Aus diesem Grund ist eine weitere Zusammenfassung zu einem Gesamtwert nicht sinnvoll, sondern der aktuelle Zustand der Person lässt sich nur über eine Kombination aus beiden Werten charakterisieren. Beanspruchung „zerfällt“ in der Regel noch in je einen Faktor für „sozial-emotionale Beanspruchung“ und „leistungsbezogene Beanspruchung“.
Exkurs
Die Merkmalsstruktur stellt ein lineares Strukturgleichungsmodell anschaulich und präzise dar (Abbildung 3).

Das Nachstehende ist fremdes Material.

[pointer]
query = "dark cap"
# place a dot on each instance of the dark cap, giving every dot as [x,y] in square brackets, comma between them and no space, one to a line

Dabei wird oft zwischen Messmodell (in Abbildung 2 für „Allgemeine Beanspruchung“) und dem Strukturmodell für den Merkmalsbereich unterschieden. Strukturgleichungsmodelle zeigen Hinweise auf Verletzungen der Annahme der Klassischen Testtheorie in Form von Messfehlerkorrelationen (siehe dazu auch Wagner, Jiménez, Kallus & Kellmann, 2016).
Abbildung 3: Messmodell für „sozial-emotionale Beanspruchung“ (Kallus, 2016, S. 68)
Wie am Beispiel des EBF aufgezeigt wurde, lassen sich hoch korrelierende Subtests in vielen Fällen zu Bereichssubtests für den Merkmalsbereich oder für latente Variablen eines psychologischen Konzepts zusammenfassen. In älteren Arbeiten wurde statt des Begriffs der latenten Variablen auch der Begriff der (latenten) Dimension verwendet, um ein psychologisches Konzept wie z. B. Stress theoretisch zu beschreiben. Wenn alle Subtests hoch korrelieren, ergibt sich bei der Faktorenanalyse ein „Generalfaktor“ (der den Großteil der Varianz auf sich „vereint“). In diesem Fall ist ein einziger Gesamtwert sinnvoll. Ein solcher Gesamtwert ergibt sich z. B. für den Teamqualitätsfragebogen (Kallus & Brandt, 2006), da hier alle Subtests hoch korrelieren.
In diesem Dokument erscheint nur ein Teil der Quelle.